Sur l’article 700 du code de procédure civile et sur les dépens :
La société [10] devra verser à Madame [X] [P] la somme de 1000 euros au titre des frais irrépétibles qu’elle a exposés en première instance et la somme de 1500 euros au titre des frais irrépétibles qu’elle a exposés en appel.

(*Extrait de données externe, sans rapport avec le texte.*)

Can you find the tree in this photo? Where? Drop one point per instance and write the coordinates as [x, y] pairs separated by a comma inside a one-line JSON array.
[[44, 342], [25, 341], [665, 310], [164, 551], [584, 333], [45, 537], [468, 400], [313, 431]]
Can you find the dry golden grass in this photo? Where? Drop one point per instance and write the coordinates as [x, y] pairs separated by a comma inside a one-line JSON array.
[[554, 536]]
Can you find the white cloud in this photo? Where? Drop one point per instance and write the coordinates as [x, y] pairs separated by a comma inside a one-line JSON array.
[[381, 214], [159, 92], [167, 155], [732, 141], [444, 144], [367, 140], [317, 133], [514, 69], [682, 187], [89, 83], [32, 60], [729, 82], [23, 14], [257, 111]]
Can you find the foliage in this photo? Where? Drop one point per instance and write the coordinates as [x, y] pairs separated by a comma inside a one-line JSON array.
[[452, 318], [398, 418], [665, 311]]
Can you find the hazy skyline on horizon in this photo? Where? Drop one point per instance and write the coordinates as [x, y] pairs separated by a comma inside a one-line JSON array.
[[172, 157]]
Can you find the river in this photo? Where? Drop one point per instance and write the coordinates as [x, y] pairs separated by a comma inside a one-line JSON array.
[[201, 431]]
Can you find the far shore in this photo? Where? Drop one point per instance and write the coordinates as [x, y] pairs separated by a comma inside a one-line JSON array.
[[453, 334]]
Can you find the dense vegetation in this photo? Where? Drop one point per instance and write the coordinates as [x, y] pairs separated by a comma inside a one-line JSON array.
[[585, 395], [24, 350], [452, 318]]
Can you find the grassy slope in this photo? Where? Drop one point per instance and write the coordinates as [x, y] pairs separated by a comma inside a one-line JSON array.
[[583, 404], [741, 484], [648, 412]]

La société [10] sera condamnée aux dépens de première instance et aux dépens d’appel.
PAR CES MOTIFS
La Cour, chambre sociale, statuant contradictoirement par mise à disposition de l’arrêt au greffe de la cour, après débats en audience publique et après en avoir délibéré,
INFIRME le jugement du conseil de prud’hommes de NANCY du 5 février 2025, en ses dispositions soumises à la cour ;
STATUANT A NOUVEAU
Dit que Madame [X] [P] et la société [10] étaient liées par un contrat de travail,
Dit que la rupture du contrat produit les effets d’un licenciement sans cause réelle et sérieuse,
Condamne la société [10] à verser à Madame [X] [P] les sommes suivantes :
— 1983,60 euros d’indemnisation au titre du licenciement sans cause réelle et sérieuse,
— 5950,80 euros au titre de l’indemnité compensatrice de préavis, outre 595,08 euros au titre des congés payés y afférant,
— 11 901,60 euros à titre d’indemnité pour travail dissimulé,
— 1000 euros au titre de l’article 700 du code de procédure civile,
Ordonne à la société [10] de remettre des bulletins de salaire et des documents de fin de contrat conformes à l’arrêt à intervenir,
Déboute Madame [X] [P] du surplus de ses demandes,
Déboute la société [10] de sa demande au titre de l’article 700 du code de procédure civile,
Condamne la société [10] aux dépens.
Y AJOUTANT
Condamne la société [10] à verser à Madame [X] [P] la somme de 1500 euros au titre de l’article 700 du code de procédure civile,
Déboute la société [10] de sa demande au titre de l’article 700 du code de procédure civile,
Condamne la société [10] aux dépens.
Ainsi prononcé par mise à disposition de l’arrêt au greffe de la cour, les parties en ayant été préalablement avisées dans les conditions prévues au deuxième alinéa de l’article 450 du code de procédure civile.
Et signé par Monsieur Raphaël WEISSMANN, Président de Chambre, et par Madame Laurène RIVORY, Greffier.